To understand the Immunity study, it is useful to remember what happens when a vaccinated person subsequently encounters a flu virus.
Following exposure to previously encountered antigens, such as the hemagglutinin on inactivated influenza in flu vaccines, the immune system launches a recall response dominated by pre-existing memory B cells that can either produce new daughter cells or cells that can rapidly proliferate and differentiate into short-lived plasmablasts that produce antibodies to decrease morbidity and mortality. These latter B cells are called “effector” memory B cells.
“The best vaccines induce the formation of long-lived plasma cells and memory B cells,” said Lund, the Charles H. McCauley Professor in the UAB Department of Microbiology and director of the Immunology Institute. “Plasma cells live in your bone marrow and make protective antibodies that can be found in your blood, while memory B cells live for many years in your lymph nodes and in tissues like your lungs.
“Although plasma cells can survive for decades after vaccines like the measles vaccine, other plasma cells wane much more quickly after vaccination, as is seen with COVID-19,” Lund said. “If that happens, memory B cells become very important because these long-lived cells can rapidly respond to infection and can quickly begin making antibody.”
In the study, the UAB researchers looked at B cells isolated from blood of human volunteers who received flu vaccines over a span of three years, as well as B cells from tonsil tissue obtained after tonsillectomies.
They compared naïve B cells, FcRL5+ T-bet+ hemagglutinin-specific memory B cells, FcRL5neg T-betneg hemagglutinin-specific memory B cells and antibody secreting B cells, using standard phenotype profiling and single-cell RNA sequencing. They found that the FcRL5+ T-bet+ hemagglutinin-specific memory B cells were transcriptionally similar to effector-like memory cells, while the FcRL5neg T-betneg hemagglutinin-specific memory B cells exhibited stem-like central memory properties.
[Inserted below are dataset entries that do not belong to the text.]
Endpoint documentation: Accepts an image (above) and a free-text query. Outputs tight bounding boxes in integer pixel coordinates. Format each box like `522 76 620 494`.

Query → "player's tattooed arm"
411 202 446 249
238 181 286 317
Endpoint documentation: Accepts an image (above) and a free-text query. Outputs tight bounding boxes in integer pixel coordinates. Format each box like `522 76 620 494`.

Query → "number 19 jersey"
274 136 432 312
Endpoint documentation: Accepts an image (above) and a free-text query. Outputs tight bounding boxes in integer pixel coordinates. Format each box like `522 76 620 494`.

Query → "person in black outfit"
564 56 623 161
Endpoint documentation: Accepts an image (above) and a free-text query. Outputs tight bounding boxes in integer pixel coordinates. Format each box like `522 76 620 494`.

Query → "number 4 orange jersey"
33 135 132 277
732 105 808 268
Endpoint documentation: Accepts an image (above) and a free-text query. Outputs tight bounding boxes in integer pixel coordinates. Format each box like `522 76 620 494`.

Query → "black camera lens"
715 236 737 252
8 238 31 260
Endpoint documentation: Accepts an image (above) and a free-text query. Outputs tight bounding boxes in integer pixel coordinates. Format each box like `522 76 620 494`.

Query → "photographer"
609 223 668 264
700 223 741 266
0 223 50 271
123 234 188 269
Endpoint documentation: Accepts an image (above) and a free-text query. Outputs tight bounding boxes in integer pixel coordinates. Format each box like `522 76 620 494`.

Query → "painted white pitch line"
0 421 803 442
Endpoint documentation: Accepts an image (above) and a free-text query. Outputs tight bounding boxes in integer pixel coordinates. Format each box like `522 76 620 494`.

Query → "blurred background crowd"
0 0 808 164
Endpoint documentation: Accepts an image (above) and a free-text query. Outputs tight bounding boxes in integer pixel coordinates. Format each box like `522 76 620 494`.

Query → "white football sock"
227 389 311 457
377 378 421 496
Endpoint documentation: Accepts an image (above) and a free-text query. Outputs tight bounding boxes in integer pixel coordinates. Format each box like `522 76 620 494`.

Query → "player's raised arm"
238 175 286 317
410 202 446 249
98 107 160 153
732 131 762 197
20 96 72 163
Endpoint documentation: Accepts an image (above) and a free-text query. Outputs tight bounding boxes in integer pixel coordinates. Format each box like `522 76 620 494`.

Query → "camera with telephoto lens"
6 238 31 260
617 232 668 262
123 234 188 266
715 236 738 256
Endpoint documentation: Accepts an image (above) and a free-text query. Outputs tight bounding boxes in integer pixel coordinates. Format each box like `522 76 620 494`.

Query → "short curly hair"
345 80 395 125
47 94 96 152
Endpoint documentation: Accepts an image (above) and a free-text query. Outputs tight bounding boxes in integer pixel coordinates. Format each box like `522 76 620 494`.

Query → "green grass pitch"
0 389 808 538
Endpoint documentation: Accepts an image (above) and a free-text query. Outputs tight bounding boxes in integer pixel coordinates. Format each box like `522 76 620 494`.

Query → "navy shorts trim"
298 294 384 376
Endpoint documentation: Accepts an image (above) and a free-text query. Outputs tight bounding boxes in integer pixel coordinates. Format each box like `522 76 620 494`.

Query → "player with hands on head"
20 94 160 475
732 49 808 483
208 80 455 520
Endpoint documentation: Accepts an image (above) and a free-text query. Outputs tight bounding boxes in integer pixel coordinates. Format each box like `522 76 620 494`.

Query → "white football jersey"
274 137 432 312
Antibody-secreting B cells need to produce a lot of energy to churn out antibody production, and they also must turn on processes that protect the cells from some of the detrimental side effects of that intense metabolism, including controlling the dangerous reactive oxygen species and boosting the unfolded protein response.
The FcRL5+ T-bet+ hemagglutinin-specific memory B cells did not express the plasma cell commitment factor, but did express transcriptional, epigenetic and metabolic functional programs that poised these cells for antibody production. These included upregulated genes for energy-intensive metabolic processes and cellular stress responses.
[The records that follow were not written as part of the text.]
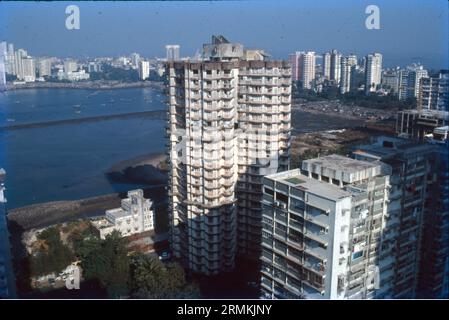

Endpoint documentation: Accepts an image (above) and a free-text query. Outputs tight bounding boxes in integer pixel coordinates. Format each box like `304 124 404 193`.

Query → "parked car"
159 251 171 261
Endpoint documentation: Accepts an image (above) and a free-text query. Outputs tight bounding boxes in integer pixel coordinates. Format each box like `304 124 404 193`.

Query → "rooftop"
303 154 378 173
266 169 351 201
106 208 127 219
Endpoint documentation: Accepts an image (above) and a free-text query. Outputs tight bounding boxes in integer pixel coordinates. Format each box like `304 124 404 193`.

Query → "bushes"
76 232 130 298
131 255 199 299
30 227 74 276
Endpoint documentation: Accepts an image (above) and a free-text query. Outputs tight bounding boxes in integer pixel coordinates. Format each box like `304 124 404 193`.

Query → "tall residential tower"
167 36 291 275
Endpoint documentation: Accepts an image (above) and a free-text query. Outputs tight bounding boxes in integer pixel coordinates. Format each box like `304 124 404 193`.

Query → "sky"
0 0 449 69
Accordingly, FcRL5+ T-bet+ hemagglutinin-specific memory B cells at Day 7 post-vaccination expressed intracellular immunoglobulin, a sign of early transition to antibody-secreting cells. Furthermore, human tonsil-derived FcRL5+ T-bet+ memory B differentiated more rapidly into antibody-secreting cells in vitro than did FcRL5neg T-betneg hemagglutinin-specific memory B cells.
Lund and Nellore, an associate professor in the UAB Department of Medicine Division of Infectious Diseases, are co-corresponding authors of the study, “A transcriptionally distinct subset of influenza-specific effector memory B cells predicts long-lived antibody responses to vaccination in humans.”
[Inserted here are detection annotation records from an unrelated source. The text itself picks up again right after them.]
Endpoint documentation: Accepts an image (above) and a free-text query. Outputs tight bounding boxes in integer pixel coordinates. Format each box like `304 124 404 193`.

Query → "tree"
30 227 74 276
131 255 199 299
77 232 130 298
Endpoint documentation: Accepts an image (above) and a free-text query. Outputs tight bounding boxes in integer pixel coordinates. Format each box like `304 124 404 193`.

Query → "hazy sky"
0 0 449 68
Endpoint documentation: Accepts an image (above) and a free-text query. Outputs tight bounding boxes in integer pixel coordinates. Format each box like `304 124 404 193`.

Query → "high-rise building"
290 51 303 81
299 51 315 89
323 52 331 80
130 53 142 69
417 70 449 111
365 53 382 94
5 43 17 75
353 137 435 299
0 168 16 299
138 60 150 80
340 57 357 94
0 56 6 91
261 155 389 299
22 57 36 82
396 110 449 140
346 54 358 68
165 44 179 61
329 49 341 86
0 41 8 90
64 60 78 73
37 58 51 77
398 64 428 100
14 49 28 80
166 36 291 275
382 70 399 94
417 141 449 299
Co-authors with Lund and Nellore are Esther Zumaquero, R. Glenn King, Betty Mousseau, Fen Zhou and Alexander F. Rosenberg, UAB Department of Microbiology; Christopher D. Scharer, Tian Mi, Jeremy M. Boss, Christopher M. Tipton and Ignacio Sanz, Emory University School of Medicine, Atlanta, Georgia; Christopher F. Fucile, UAB Informatics Institute; John E. Bradley and Troy D. Randall, UAB Department of Medicine, Division of Clinical Immunology and Rheumatology; and Stuti Mutneja and Paul A. Goepfert, UAB Department of Medicine Division of Infectious Diseases.
Funding for the work came from National Institutes of Health grants AI125180, AI109962 and AI142737 and from the UAB Center for Clinical and Translational Science.